While we were taking photos, the tracker who had stayed with the boat walked up and asked to inspect my rifle. I proudly handed it to him. He looked it over carefully to see if he could find a bolt or other mechanism whereby I quickly reloaded. Not finding any such, he asked my PH in his native dialect, how I had shot three shots so quickly. He was convinced there was no way anyone could shoot a single-shot so rapidly! I simply smiled.
Years ago when I worked as a wildlife biologist and conducted hunts on numerous ranches where we specialized in whitetail deer, and where I often served as a guide, I used to love seeing hunters arrive in camp with a single-shot rifle. Experience told me those who did tended to shoot more accurately than those who hunted with other rifle actions. I was never wrong. Those who hunted with a single-shots, precisely placed bullets into the deer’s vital with their first shot. The other things I judged hunters by, although a bit off subject, beyond what rifle they hunted with was the length of the hunting knife at there side. The longer the blade carried, the less hunting experience he or she had. The shorter the blade of the knife, the more experience they had!
When it comes to hunting rifles, of course I use bolt action rifles and I do like them. Way back in my gun safe there are also four lever actions, one belonged to my father and another was owned by my father-in-law. Both those are Winchester Model 94s, one in .30 WCF and the other a .30-30 Win (both the exact same round). I also own a couple of Marlin lever actions, one a .45-70 and the other a .444 Marlin. These latter two are from my days as the Hunting Editor for Shooting Times.
There is also a side benefit to Ruger Number 1’s.
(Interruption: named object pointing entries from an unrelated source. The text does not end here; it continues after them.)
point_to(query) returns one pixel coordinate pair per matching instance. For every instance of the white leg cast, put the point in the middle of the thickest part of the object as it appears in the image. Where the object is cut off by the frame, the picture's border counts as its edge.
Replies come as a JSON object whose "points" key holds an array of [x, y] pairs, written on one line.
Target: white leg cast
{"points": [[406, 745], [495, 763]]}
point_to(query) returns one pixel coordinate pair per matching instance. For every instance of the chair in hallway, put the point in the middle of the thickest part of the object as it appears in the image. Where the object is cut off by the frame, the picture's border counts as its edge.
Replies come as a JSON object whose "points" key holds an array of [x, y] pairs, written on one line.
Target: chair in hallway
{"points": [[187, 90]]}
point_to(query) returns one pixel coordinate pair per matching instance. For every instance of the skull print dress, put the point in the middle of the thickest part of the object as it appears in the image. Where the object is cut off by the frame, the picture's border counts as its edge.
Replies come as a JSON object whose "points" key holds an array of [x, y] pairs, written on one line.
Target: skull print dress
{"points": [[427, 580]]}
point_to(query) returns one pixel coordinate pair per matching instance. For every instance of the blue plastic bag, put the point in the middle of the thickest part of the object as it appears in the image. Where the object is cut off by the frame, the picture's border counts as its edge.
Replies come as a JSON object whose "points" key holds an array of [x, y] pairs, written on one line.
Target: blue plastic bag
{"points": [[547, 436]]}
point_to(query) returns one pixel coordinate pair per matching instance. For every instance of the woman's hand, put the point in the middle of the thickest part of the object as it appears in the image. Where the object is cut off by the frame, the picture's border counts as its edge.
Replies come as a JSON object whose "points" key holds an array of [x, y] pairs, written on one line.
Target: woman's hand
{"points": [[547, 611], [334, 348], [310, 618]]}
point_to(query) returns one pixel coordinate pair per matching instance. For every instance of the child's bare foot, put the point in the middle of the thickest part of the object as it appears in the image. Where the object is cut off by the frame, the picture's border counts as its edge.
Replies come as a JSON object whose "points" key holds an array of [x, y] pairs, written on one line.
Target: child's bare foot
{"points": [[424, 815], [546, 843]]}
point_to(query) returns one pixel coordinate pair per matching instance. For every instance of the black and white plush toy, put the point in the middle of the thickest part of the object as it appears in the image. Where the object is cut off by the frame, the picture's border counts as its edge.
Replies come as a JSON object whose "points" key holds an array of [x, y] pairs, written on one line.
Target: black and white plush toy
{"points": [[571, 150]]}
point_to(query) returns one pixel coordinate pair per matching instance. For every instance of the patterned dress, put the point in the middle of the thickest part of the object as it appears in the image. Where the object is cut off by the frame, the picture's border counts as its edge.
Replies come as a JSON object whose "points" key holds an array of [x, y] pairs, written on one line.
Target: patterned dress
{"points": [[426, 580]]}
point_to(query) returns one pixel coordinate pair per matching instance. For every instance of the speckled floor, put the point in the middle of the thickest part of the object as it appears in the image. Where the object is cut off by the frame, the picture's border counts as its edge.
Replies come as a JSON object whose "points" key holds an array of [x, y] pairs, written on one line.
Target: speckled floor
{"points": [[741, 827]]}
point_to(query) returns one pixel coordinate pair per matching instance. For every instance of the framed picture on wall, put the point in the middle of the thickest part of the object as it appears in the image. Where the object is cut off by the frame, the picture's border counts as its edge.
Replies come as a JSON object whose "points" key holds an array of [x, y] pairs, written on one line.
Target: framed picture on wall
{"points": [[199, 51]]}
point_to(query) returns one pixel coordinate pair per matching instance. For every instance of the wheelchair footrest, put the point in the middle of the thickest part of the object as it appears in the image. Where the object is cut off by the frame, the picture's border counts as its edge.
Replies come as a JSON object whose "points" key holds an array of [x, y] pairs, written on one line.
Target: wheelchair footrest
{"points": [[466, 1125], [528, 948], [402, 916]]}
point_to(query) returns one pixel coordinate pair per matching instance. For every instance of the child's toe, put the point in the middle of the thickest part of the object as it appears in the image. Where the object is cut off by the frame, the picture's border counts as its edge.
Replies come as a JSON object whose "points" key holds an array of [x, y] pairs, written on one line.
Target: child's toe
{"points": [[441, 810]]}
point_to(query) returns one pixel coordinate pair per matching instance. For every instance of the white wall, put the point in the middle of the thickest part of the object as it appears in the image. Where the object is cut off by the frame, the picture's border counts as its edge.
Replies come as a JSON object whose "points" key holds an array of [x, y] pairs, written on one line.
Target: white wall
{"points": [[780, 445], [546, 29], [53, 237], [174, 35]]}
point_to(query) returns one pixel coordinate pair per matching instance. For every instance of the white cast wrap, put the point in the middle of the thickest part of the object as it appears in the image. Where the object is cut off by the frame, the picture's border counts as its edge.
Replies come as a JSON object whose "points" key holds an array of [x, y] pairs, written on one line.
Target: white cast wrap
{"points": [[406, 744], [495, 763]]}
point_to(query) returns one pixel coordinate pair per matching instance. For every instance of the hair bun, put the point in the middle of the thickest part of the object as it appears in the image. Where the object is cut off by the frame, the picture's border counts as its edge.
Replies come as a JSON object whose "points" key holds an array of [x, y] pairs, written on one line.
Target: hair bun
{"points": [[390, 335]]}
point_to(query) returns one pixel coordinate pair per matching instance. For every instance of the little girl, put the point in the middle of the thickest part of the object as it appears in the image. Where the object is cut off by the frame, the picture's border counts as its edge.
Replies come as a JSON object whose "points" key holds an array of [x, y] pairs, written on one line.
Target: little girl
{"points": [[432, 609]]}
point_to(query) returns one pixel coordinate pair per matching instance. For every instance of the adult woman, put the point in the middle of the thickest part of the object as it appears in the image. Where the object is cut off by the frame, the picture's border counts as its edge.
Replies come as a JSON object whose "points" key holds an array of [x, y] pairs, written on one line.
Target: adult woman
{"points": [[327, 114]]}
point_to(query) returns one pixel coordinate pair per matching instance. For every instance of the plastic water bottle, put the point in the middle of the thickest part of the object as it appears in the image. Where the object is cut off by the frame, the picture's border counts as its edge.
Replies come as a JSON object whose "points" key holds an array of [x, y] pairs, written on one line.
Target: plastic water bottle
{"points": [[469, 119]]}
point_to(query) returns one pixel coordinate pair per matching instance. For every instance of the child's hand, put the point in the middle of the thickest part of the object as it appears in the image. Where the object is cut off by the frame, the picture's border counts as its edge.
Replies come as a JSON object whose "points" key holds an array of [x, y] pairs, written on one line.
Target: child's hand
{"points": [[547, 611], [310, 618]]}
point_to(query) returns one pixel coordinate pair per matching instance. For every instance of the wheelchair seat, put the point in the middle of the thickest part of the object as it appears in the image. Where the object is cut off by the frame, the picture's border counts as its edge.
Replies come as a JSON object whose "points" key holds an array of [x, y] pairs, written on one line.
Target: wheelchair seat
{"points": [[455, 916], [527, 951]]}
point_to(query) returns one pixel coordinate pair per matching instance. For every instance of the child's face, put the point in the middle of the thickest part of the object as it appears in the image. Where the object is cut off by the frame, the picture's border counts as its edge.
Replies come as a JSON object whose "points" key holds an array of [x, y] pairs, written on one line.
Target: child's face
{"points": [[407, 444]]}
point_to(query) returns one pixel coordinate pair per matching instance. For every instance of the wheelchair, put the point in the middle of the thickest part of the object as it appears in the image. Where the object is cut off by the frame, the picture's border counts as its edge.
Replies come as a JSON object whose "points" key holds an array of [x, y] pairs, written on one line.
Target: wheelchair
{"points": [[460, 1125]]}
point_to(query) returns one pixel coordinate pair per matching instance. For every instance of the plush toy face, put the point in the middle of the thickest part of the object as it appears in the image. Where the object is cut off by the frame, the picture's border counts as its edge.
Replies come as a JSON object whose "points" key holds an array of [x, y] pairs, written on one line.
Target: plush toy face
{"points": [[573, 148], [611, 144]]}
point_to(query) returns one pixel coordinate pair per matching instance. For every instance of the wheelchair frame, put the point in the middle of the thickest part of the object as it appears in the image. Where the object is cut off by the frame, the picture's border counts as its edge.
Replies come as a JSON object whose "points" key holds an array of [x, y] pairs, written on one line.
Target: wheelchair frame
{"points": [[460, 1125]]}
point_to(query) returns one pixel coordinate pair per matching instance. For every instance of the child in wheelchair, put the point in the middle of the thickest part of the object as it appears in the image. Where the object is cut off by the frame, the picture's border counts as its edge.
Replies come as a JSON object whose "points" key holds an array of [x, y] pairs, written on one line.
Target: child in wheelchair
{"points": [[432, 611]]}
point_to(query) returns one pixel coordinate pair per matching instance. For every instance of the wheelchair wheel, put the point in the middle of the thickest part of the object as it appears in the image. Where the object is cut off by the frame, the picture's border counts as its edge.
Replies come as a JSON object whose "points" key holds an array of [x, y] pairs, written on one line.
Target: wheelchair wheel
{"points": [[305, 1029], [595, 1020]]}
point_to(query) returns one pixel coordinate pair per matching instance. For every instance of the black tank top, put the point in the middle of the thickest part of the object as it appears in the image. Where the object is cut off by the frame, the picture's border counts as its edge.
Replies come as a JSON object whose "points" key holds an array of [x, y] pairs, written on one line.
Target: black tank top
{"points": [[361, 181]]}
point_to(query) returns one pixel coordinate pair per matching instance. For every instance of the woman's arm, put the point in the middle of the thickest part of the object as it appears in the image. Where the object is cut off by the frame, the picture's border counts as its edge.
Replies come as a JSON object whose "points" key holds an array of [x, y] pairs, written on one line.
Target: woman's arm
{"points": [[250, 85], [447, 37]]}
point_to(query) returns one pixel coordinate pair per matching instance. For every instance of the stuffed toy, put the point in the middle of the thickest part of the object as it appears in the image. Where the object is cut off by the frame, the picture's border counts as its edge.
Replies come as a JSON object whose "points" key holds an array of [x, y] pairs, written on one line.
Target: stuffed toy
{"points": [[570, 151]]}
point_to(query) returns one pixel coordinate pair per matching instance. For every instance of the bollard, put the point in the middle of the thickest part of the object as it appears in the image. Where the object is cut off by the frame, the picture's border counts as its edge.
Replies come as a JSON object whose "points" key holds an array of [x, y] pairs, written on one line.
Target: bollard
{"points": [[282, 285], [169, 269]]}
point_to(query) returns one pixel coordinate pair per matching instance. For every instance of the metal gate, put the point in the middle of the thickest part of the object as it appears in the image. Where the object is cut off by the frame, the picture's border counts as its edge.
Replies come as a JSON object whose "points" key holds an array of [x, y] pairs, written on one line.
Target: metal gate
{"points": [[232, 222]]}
They can be shot from the left or right side!
As a youngster I missed an opportunity to shoot the only buck I saw one hunting season because he approached from my extreme right side. I could not come around far enough to shoot at him right-handed. Had I been able to shoot from the left side, he would have been mine.
A few minutes after the buck disappeared I crawled from my “deer stand”, headed home where I switched my .30-30 Win for a .22 rimfire. I grabbed and box of 50 shells and headed to our impromptu shooting range. There I taught myself to shoot left-handed.
Yes, I was right-eyed dominant, but I learned that was not the case if I shut my right eye. With practice I have become was fairly proficient shooting left-handed. Actually, I have since learning to shoot from either side, shot nearly as many animals left-handed as right-handed.
Did I mention I love hunting with Ruger Number 1 single-shots!